Nonparametric Additive Value Functions: Interpretable Reinforcement Learning with an Application to Surgical Recovery

We propose a nonparametric additive model for estimating interpretable value functions in reinforcement learning. Learning effective adaptive clinical interventions that rely on digital phenotyping features is a major for concern medical practitioners. With respect to spine surgery, different post-operative recovery recommendations concerning patient mobilization can lead to significant variation in patient recovery. While reinforcement learning has achieved widespread success in domains such as games, recent methods heavily rely on black-box methods, such neural networks. Unfortunately, these methods hinder the ability of examining the contribution each feature makes in producing the final suggested decision. While such interpretations are easily provided in classical algorithms such as Least Squares Policy Iteration, basic linearity assumptions prevent learning higher-order flexible interactions between features. In this paper, we present a novel method that offers a flexible technique for estimating action-value functions without making explicit parametric assumptions regarding their additive functional form. This nonparametric estimation strategy relies on incorporating local kernel regression and basis expansion to obtain a sparse, additive representation of the action-value function. Under this approach, we are able to locally approximate the action-value function and retrieve the nonlinear, independent contribution of select features as well as joint feature pairs. We validate the proposed approach with a simulation study, and, in an application to spine disease, uncover recovery recommendations that are inline with related clinical knowledge.

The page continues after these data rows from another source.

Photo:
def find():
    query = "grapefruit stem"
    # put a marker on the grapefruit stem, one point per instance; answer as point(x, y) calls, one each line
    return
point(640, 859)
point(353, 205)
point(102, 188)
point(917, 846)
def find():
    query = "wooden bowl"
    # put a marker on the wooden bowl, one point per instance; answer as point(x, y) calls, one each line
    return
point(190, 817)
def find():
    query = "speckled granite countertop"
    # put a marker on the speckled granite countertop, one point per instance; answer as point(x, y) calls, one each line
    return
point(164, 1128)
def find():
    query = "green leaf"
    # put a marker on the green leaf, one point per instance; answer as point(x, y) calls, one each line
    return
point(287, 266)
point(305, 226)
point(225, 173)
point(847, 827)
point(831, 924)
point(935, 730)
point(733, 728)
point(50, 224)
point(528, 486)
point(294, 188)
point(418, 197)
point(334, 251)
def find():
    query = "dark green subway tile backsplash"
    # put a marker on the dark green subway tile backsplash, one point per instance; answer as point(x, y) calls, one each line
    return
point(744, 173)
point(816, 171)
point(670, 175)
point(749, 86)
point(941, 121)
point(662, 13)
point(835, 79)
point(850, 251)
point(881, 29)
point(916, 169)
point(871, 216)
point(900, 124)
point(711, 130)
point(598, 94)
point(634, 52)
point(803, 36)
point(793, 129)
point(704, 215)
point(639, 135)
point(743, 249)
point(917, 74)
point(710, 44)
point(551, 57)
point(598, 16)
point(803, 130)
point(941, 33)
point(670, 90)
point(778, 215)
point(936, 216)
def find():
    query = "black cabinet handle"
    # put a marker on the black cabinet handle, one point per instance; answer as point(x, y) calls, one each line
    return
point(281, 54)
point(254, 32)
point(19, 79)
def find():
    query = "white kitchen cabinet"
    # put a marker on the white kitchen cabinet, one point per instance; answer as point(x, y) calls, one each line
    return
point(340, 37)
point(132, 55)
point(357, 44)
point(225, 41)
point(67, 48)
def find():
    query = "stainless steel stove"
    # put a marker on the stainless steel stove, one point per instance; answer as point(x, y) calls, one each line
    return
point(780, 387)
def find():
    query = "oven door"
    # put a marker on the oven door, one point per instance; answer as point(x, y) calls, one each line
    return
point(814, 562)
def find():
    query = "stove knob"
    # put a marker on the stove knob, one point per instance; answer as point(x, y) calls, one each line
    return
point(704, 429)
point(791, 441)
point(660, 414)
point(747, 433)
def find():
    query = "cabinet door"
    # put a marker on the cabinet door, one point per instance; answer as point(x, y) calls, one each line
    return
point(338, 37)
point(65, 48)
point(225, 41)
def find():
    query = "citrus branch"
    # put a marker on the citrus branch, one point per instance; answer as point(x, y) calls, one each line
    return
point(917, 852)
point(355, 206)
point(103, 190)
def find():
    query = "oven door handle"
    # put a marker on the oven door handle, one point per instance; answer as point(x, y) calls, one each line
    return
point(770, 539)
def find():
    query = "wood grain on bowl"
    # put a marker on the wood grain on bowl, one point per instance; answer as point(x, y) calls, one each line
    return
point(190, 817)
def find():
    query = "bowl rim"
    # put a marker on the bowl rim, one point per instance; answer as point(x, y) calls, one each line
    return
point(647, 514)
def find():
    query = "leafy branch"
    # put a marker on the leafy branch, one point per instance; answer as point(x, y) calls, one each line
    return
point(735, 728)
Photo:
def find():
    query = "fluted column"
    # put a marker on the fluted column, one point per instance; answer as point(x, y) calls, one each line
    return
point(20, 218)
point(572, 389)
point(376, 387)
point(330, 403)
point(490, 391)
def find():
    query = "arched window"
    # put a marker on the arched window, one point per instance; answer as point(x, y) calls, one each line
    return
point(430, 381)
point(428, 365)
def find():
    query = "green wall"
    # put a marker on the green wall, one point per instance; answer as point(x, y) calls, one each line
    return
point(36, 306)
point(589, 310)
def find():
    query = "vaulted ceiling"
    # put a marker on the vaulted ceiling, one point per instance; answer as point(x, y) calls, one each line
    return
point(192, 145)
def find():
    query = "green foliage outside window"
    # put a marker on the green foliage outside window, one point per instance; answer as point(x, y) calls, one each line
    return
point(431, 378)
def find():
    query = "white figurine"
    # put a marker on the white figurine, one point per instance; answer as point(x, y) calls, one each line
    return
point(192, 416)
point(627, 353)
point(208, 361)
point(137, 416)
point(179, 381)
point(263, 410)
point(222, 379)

翻译：本文提出一种用于估计强化学习可解释价值函数的非参数加性模型。学习依赖数字表型特征的有效自适应临床干预措施是医疗从业者关注的主要问题。就脊柱手术而言，关于患者术后活动康复的不同推荐方案可能导致患者康复效果显著差异。尽管强化学习在游戏等领域已取得广泛成功，但近期方法严重依赖神经网络等黑箱方法。遗憾的是，这些方法阻碍了检验每个特征对最终建议决策贡献的能力。虽然这种可解释性在最小二乘策略迭代等经典算法中易于实现，但基础的线性假设限制了学习特征间高阶灵活交互的能力。本文提出一种新方法，无需对动作价值函数的加性函数形式做出显式参数假设，即可通过灵活技术进行估计。该非参数估计策略结合局部核回归与基扩展，获得动作价值函数的稀疏加性表示。在此方法下，我们能够局部近似动作价值函数，提取选定特征及特征对组合的非线性独立贡献。我们通过仿真研究验证了所提方法，并在脊柱疾病应用中发现了与相关临床知识一致的康复推荐方案。